It’s hardly surprising to learn that diet soda is dangerous or that it “may do more harm than good. We’ve been reporting on the dangers of diet soda here for a long while now. Well, recently researchers from Purdue reviewed a dozen studies all published within the last five years on the health risks of consuming diet soda. They published their findings in an opinion piece in Trends in Endocrinology & Metabolism (pdf); it was there they revealed their “shock” over their findings.

“Honestly, I thought that diet soda would be marginally better compared to regular soda in terms of health,” said the author Susan Swithers. “But in reality it has a counterintuitive effect…We’ve gotten to a place where it is normal to drink diet soda because people have the false impression that it is healthier than indulging in a regular soda. But research is now very clear that we need to also be mindful of how much fake sugar they are consuming.”
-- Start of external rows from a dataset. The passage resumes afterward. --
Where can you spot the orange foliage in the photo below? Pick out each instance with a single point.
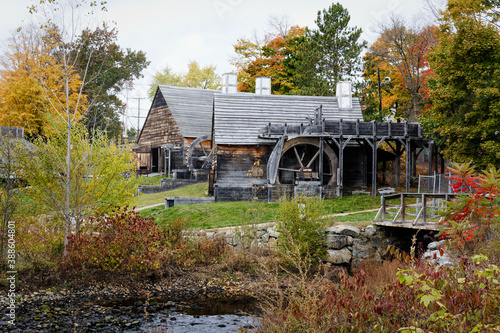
(33, 85)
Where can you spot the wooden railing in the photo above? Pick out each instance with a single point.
(344, 129)
(425, 209)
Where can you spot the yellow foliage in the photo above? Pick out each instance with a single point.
(37, 91)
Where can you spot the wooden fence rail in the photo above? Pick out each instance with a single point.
(426, 206)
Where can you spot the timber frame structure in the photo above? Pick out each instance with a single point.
(399, 137)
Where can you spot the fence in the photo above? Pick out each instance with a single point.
(425, 210)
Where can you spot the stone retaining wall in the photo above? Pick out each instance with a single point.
(177, 201)
(346, 245)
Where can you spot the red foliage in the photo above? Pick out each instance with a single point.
(123, 242)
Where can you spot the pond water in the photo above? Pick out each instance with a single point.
(198, 315)
(208, 316)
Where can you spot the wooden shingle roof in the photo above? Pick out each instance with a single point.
(191, 108)
(239, 117)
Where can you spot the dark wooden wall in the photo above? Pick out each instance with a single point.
(242, 164)
(355, 167)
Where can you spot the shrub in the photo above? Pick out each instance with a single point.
(123, 242)
(426, 299)
(301, 228)
(469, 217)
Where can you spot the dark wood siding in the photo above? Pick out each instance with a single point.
(242, 164)
(355, 174)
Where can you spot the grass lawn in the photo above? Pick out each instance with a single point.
(151, 180)
(224, 214)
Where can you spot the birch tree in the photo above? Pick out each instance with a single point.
(69, 168)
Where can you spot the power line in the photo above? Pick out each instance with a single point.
(138, 111)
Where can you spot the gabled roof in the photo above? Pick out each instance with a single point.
(239, 117)
(192, 109)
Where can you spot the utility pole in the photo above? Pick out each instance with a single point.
(138, 113)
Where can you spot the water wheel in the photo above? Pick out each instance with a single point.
(300, 161)
(198, 157)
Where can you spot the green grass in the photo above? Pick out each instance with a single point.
(351, 203)
(151, 180)
(217, 215)
(224, 214)
(196, 190)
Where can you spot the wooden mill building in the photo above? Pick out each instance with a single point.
(265, 147)
(177, 117)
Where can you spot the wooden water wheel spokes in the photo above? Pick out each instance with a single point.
(198, 157)
(300, 161)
“The negative impact of consuming sugar-sweetened beverages on weight and other health outcomes has been increasingly recognized; therefore, many people have turned to high-intensity sweeteners like aspartame, sucralose, and saccharin as a way to reduce the risk of these consequences. However, accumulating evidence suggests that frequent consumers of these sugar substitutes may also be at increased risk of excessive weight gain, metabolic syndrome, type 2 diabetes, and cardiovascular disease.”

As a result, they set out to discuss the previous findings and attempt to explain how diet soda does serious damage to the body.

The researchers suggest that diet sodas trick the body into thinking it has consumed sugar. It confuses the normal reactions that follow sugar ingestion (blood sugar regulation, etc.). This leads the body to further confusion and malfunction when actual sugar is consumed, resulting in unregulated blood sugar, blood pressure fluctuations, and changes in metabolism.
Also, because these super-sweet sweeteners overload the pleasure centers of the brain, it essentially dampens them requiring you to indulge in more calorie-laden, sweeter foods to fulfill this growing need.
Following the published piece, the American Beverage Association lashed out, reminding people the article was an opinion and not a scientific study, never mind that it was an opinion piece that investigated several scientific studies.
The association said sugar substitutes are “safe and effective” tools in weight loss and management. They didn’t address the research that says these sweeteners increase the risk of heart disease, stroke, and diabetes, regardless of weight.